Abstract

Derek Jarman filmed his visionary, ultra-low-budget dystopian satire Jubilee in London in 1977, during a period which saw both Queen Elizabeth II’s Silver Jubilee celebrations and the furore around the Sex Pistols’ single “God Save the Queen.” This essay reappraises Jubilee (1978), and its place within Jarman’s film works and thought, through (at least) three intersecting prisms. First, Jubilee remains unrivalled as an ambivalent, both creative and critical, response to the 1970s punk and Jubilee “moment.” Second, in relation to Jarman’s wider oeuvre, it appears more document than invention: a personal (even autobiographical) work whose ethic and mode of production, as much as its textual aesthetics, situate it clearly within his wider practice. Third, Jubilee is exceptional for its provocative, complex use of English history, summoning and (re-)deploying Queen Elizabeth I alongside other historical and Shakespearean figures from the early modern period in a strategy of what one reviewer describes as “disembowelling the present through the memory of the past.” With these perspectives in mind, this essay revisits Jubilee’s past-present relations and rhythms with an emphasis on its late twentieth-century contexts.

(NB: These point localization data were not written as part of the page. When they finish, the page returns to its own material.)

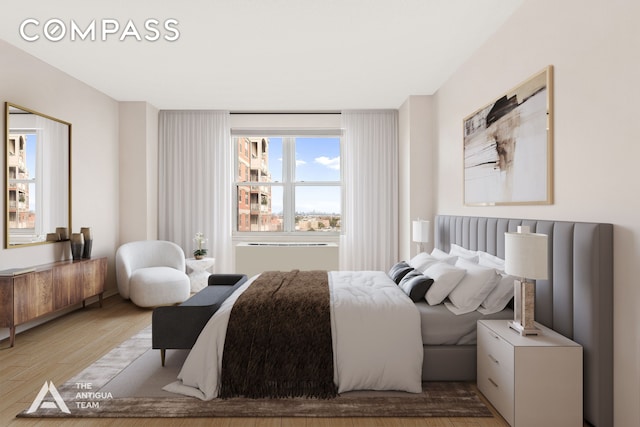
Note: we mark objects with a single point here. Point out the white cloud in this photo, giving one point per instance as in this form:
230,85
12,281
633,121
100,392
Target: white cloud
331,163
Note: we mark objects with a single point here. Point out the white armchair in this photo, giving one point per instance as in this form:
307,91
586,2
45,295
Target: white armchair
152,273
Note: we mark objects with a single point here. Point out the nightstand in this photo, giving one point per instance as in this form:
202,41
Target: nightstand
533,380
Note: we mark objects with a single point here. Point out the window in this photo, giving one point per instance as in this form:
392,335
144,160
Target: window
288,184
22,184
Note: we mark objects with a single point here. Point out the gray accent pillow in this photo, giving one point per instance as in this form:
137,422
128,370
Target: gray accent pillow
399,270
416,285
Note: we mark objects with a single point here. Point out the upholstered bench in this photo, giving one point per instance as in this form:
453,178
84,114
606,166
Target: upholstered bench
178,326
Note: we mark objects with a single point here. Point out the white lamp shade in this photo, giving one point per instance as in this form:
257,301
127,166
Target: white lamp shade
421,231
525,255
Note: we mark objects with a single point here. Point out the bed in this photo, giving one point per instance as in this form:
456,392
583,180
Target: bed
576,301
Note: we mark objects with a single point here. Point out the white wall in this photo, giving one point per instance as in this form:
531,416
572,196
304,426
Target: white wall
416,128
138,171
31,83
594,47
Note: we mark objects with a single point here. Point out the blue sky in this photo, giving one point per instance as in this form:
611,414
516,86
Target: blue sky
317,159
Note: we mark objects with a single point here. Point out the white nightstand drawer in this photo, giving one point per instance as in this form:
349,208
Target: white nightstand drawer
495,371
497,386
494,350
532,381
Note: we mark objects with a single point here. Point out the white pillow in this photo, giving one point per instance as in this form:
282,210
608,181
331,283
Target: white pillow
421,261
472,290
443,256
445,278
489,260
499,297
459,251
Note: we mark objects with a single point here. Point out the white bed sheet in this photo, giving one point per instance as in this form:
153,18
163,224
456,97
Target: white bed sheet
441,327
376,339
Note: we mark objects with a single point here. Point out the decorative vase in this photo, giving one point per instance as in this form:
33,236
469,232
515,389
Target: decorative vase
63,233
88,241
77,245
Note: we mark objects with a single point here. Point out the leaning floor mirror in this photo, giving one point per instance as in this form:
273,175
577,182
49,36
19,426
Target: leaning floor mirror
38,176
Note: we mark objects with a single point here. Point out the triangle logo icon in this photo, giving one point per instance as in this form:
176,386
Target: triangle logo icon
39,402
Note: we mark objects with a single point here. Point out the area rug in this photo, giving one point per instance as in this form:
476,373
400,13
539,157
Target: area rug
127,383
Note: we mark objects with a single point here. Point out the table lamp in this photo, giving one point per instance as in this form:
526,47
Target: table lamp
525,257
421,233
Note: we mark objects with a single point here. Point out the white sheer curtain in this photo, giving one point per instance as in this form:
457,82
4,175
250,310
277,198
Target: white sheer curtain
195,176
370,182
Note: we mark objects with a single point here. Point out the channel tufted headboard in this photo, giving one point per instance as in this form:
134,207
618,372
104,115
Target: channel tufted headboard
576,301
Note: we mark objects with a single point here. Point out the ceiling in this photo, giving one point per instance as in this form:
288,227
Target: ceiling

These reveal Jubilee as a text in which early modern echoes and influences collide with the postmodern, but also double back on themselves to serve a further dialectical interplay–between the dystopic late-1970s “present” of Jubilee’s production and punk context, and the modern recent past of Britain’s 1950s “New Elizabethan” age. The film’s textual doublings further place Elizabeth I in cross-temporal juxtaposition with a wider multiplicity of “queen” figures. Jarman’s approach to history in Jubilee also anticipated his distinctive, non-binary invocation of the values of “tradition” and “history” a decade later during Britain’s politicised culture wars of the Thatcherite 1980s, in which Jarman became a key participant and a crucial oppositional voice.